Les sanctions visent le commerce de pétrole et de produits pétrochimiques iraniens mais également leur transport. Dix sociétés, ressortissantes des Émirats arabes unis, de Hong Kong, de Chine, du Libéria, du Panama, des Iles Marshall... (et 17 navires) se retrouvent sur la liste actualisée. Elles sont accusées de contribuer aux revenus énergétiques du pays, et ce faisant de soutenir « le développement de son programme nucléaire, la prolifération de missiles balistiques et de drones et le soutien à des mandataires terroristes régionaux, avec des conséquences dangereuses pour la région et le monde », précise le communiqué de l'Ofac.

Les 17 navires bloqués ont été exploités, selon l'Office, pour le compte de la grande compagnie pétrolière du pays, la National Iranian Oil Company (NIOC), ainsi que pour la Triliance Petrochemical. Le département d'État américain désigne également six autres entités (et leurs six navires : Erg 1 ; Voras ; Hornet ; Shanaye Queen ; Carol, Octans) « engagées dans une transaction impliquant l'achat, l'acquisition, la vente, le transport ou la commercialisation de pétrole ou de produits pétroliers en provenance d'Iran. »

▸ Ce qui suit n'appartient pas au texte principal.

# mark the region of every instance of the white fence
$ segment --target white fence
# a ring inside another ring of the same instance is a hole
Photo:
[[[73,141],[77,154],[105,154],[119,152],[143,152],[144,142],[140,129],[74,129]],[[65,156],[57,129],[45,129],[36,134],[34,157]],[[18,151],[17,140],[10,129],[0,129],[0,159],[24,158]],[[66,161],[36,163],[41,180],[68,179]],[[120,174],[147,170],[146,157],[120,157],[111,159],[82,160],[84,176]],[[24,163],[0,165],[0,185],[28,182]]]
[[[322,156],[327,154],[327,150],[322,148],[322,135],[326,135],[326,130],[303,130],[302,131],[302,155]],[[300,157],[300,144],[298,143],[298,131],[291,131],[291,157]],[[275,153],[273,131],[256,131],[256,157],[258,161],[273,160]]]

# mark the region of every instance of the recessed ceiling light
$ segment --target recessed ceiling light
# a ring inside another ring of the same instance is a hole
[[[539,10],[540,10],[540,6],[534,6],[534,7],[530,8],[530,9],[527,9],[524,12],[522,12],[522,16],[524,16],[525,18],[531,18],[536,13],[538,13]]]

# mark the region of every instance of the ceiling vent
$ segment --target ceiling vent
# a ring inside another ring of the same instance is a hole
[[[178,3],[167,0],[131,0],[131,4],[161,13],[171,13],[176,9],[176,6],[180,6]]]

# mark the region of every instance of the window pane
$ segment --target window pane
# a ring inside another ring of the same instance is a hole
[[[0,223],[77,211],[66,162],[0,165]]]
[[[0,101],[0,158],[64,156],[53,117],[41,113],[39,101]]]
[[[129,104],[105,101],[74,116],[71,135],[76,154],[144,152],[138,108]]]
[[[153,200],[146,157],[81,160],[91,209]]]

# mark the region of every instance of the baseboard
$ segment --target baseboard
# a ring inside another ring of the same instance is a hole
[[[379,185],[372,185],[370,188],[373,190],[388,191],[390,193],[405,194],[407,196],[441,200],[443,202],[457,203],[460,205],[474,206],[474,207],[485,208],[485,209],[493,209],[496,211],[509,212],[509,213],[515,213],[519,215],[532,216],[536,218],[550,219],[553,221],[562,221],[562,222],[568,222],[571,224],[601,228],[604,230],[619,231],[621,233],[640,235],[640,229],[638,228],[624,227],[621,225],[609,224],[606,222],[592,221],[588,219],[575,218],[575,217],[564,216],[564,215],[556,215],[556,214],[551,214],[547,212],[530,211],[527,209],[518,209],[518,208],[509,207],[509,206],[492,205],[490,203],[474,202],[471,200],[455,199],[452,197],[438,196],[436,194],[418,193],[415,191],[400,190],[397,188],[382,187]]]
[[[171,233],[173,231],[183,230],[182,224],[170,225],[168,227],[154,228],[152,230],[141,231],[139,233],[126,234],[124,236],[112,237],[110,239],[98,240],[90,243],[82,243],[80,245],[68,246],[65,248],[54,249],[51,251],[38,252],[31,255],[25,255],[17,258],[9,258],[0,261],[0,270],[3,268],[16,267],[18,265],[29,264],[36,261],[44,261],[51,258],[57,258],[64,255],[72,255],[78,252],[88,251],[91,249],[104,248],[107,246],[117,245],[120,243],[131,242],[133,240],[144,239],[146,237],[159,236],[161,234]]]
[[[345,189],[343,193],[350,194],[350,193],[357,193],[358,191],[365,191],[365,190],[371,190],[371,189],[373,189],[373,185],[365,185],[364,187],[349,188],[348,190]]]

Flotte clandestine dans le viseur

En clair, ces mesures visent des unités de la flotte clandestine de pétroliers qui opèrent pour la NIOC depuis des années. La major iranienne est dans le viseur de Washington depuis le 26 octobre 2020 pour son soutien financier à la Force Qods (Corps des gardiens de la révolution islamique) tandis que Triliance est visée depuis le 23 janvier de la même année pour ses liens avec la NIOC. Les États-Unis agissent dans le cadre du Stop Harboring Iranian Petroleum Act (ShipAct), qui a été récemment délégué par le président aux départements du Trésor et d'État.

Des cargaisons destinées à la Chine

Parmi les sociétés visées figurent FZE (Max Maritime), basée aux Émirats arabes unis, accusée d'exploiter trois de ses navires – Bendigo, Carnatic et Savia –, pour effectuer de multiples transferts de pétrole iranien de navire à navire (STS) avec le transporteur maritime national, National Iranian Tanker Company (NITC), « qui transporte le pétrole iranien pour le compte de la NIOC vers la Chine ». Le Bendigo aurait assuré une douzaine de STS selon l'Ofac.

Le Luna Prime, anciennement connu sous le nom de Selene et détenu et géré par Cathay Harvest Marine, basé à Hong Kong, a également transporté « des dizaines de milliers de tonnes de pétrole brut lourd iranien » vers plusieurs raffineries chinoises via des transferts avec NITC opérés au large de Singapour.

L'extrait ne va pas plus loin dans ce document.